Madrid kadar cesur olalım...

A -
A +
İspanyolların, İngilizlerin ve en son Fransızların teröre karşı gösterdikleri sivil tepkiye hayran kalmıştım. Kendi kendime hep 'ülkemiz kırk yıldır teröre kurban veriyor ama şu lanet olası PKK terörüne adam gibi sivil-demokratik bir tepki veremedik' derdim. Çünkü, sivil tepki önemli. Doğu ve Güneydoğu'daki kardeşlerimiz korkudan, baskıdan sivil bir tepki gösteremiyorlar. Ama İstanbul, Ankara, İzmir, Bursa, Antalya neden susar?

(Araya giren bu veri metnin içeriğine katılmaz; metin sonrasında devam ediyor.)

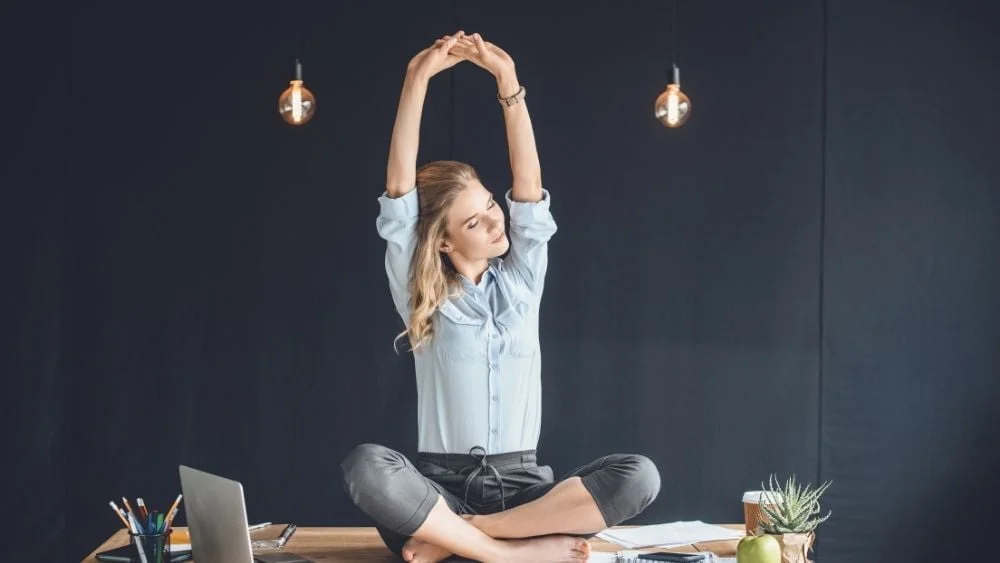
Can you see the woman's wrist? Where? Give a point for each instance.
(416, 77)
(507, 84)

Nihayet her kesimden Sivil Toplum Kuruluşları (STK) yarın saat 16.30'da kanlı terörü protesto için dev bir yürüyüş yapacaklar. İşçi, işveren ve meslek kuruluşlarını temsil eden 14 STK, Ankara Sıhhiye'de "Teröre Hayır, Kardeşliğe Evet" mitingi düzenleyecekler. Herkes, koordinatörlüğünü TOBB Başkanı Rıfat Hisarcıklıoğlu'nun üstlendiği yürüyüşe bayrağını kapıp katılmalıdır...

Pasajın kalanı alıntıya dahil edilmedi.